溥儀を北京の紫禁城から追い出した中華民国政府は、宮殿内に何があるかを明らかにするため、北京大学の教授や信頼できる学生たちでチームをつくり、歴史と伝統ある宝物の管理するための活動を開始します。
ブルックスは、このチームのメンバーになった北京大学の馬衡教授と学生の荘厳、そして那志良を中心に、彼らがどんなふうに宝物を調査し、目録を作成し、学芸員として専門家になっていったのかをいきいき描いています。個人的に読んでいて一番楽しいのはこのあたりだったかも。一方で、展示の準備もままならないうちに宝物を一般市民に公開しろと無茶振りする政府、殺到する市民たちなど、学芸員たちの上司の苦労もしのばれます。
なにより大変だったのは、20世紀の中国がずっと内戦が続く状態にあったこと。首都も北京から南京に変わり、宝物の避難方法も定まらないし、なにより資金繰りが大変なのに、なにかあるとマスコミが「美術品の国外密売」疑惑で騒ぎ立てるし、政府内部でも権力闘争があって、故宮博物院のトップは翻弄されます。
この本の原題『Fragile Cargo』は、戦争中の過酷な状況の中を梱包されて、長距離移動した美術品のことだと思っていたけれど、よくよく考えると移動しなくても、中国という国の内部で軍閥が戦争を続けるし、国民党と共産党も自前の軍隊で「革命」を続ける状況は、充分「Fragile Cargo」でした。だから、中国という国自体が「危うい」という意味もあるかなと。
「満州事変」以後、日本の軍事侵攻が迫り、北京も危険な状態になります。南京に首都を置いた蒋介石の政権は、美術品や歴史的に貴重な宝物は厳重に梱包して移動させることを計画しますが、何をどこまで移動するか、なかなか決まらず馬衡を悩ませます。なんせ、壊れやすい美術品や工芸品だけでなく、やたらと重い石に刻まれた文字とかもある…
しかも、いつ日本が攻めてきてもおかしくない状況で、蒋介石はロンドンの「中国芸術国際展覧会」に厳選した宝物を出品しろといい出します。蒋介石は、中国の偉大な文化遺産が展覧会で大評判になれば、国際社会で中国(当時は中華民国)の存在感が高まり、日本の侵略に批判が高まるかもしれないと期待したらしいのです。
繊細な美術品をどうやってイギリスまで運ぶか。それだけでも頭が痛いし、マスコミは海外に美術品を持ち出せば返ってこないと騒ぎ立てる。最終的に、イギリスの軍艦に美術品を積んで、荘厳がロンドンまで美術品に同行しました。彼は美術品が絶賛されるのを見ながら、同時に自分たち中国の学芸員の知識が、ロンドンで尊重されない理不尽を体験します。
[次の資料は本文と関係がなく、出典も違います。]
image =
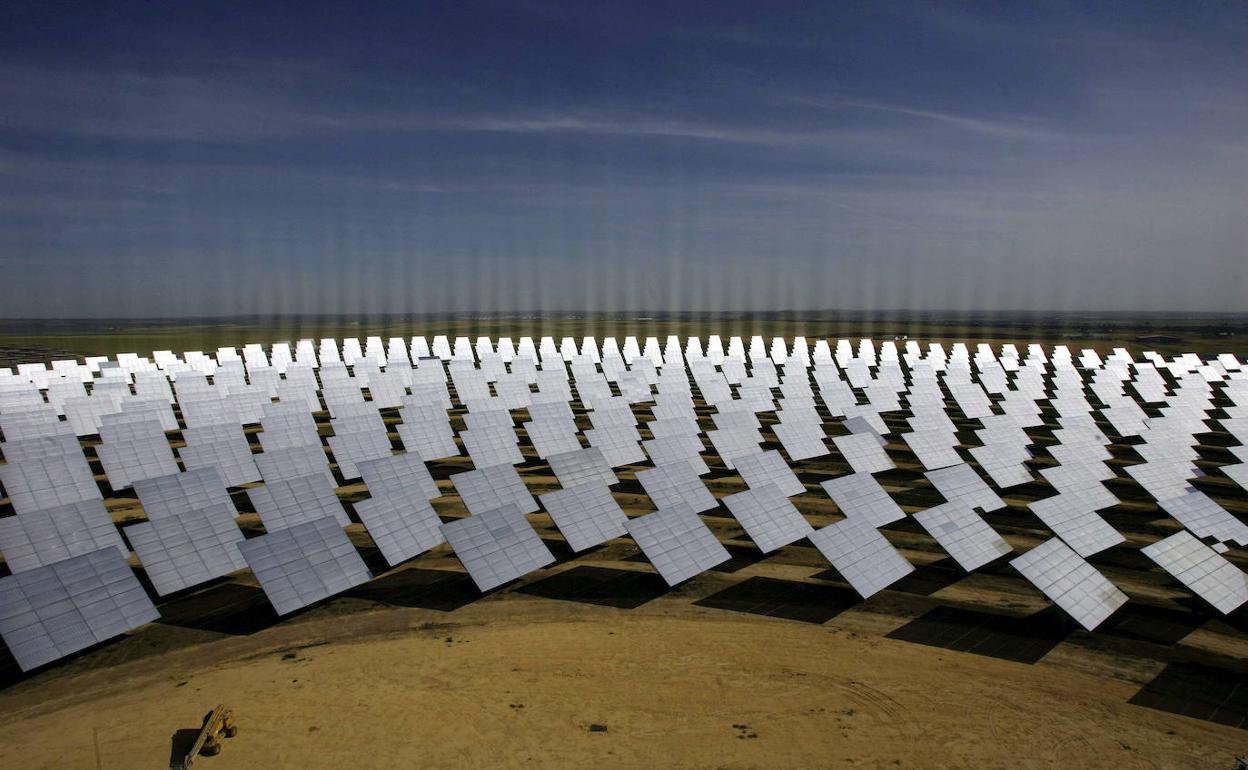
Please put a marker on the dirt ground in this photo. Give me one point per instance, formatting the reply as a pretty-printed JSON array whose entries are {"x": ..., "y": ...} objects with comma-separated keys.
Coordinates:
[{"x": 513, "y": 680}]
イギリス人が古代インドの美術を探求し、全力を傾けて研鑽を積んでいるのを見ているが、しかしインドは今どうなっているかといえば、依然として大英帝国の支配下にあるではないか。さらにおそらく専門の学者はその美術を鑑賞した後も感慨にふけるばかりであり、彼らが現在のインド人を親密なまなざしで見ているということは聞いたことがない。
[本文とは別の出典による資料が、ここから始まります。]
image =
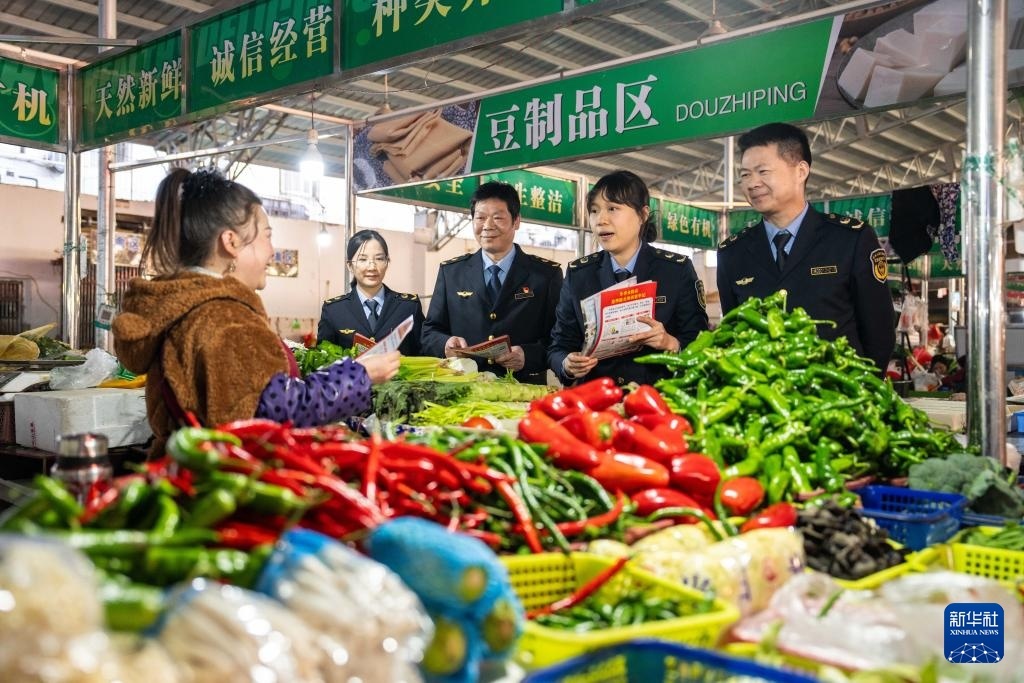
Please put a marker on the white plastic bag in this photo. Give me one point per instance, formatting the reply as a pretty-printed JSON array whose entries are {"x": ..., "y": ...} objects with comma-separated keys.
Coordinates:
[{"x": 98, "y": 366}]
日中戦争が始まると、幸運な美術品は中国の奥地を目指して移動を開始しますが、その旅程はとにかく壮絶の一言。そして、戦争が終わったあとの、台湾に向けた移動はそれまでとは全く違ったの意味で理不尽極まりないし、中国に残った学芸員たちのその後も辛い。でも、おもしろい。興味あるかたは、ぜひこの本を手にとって読んでみてください。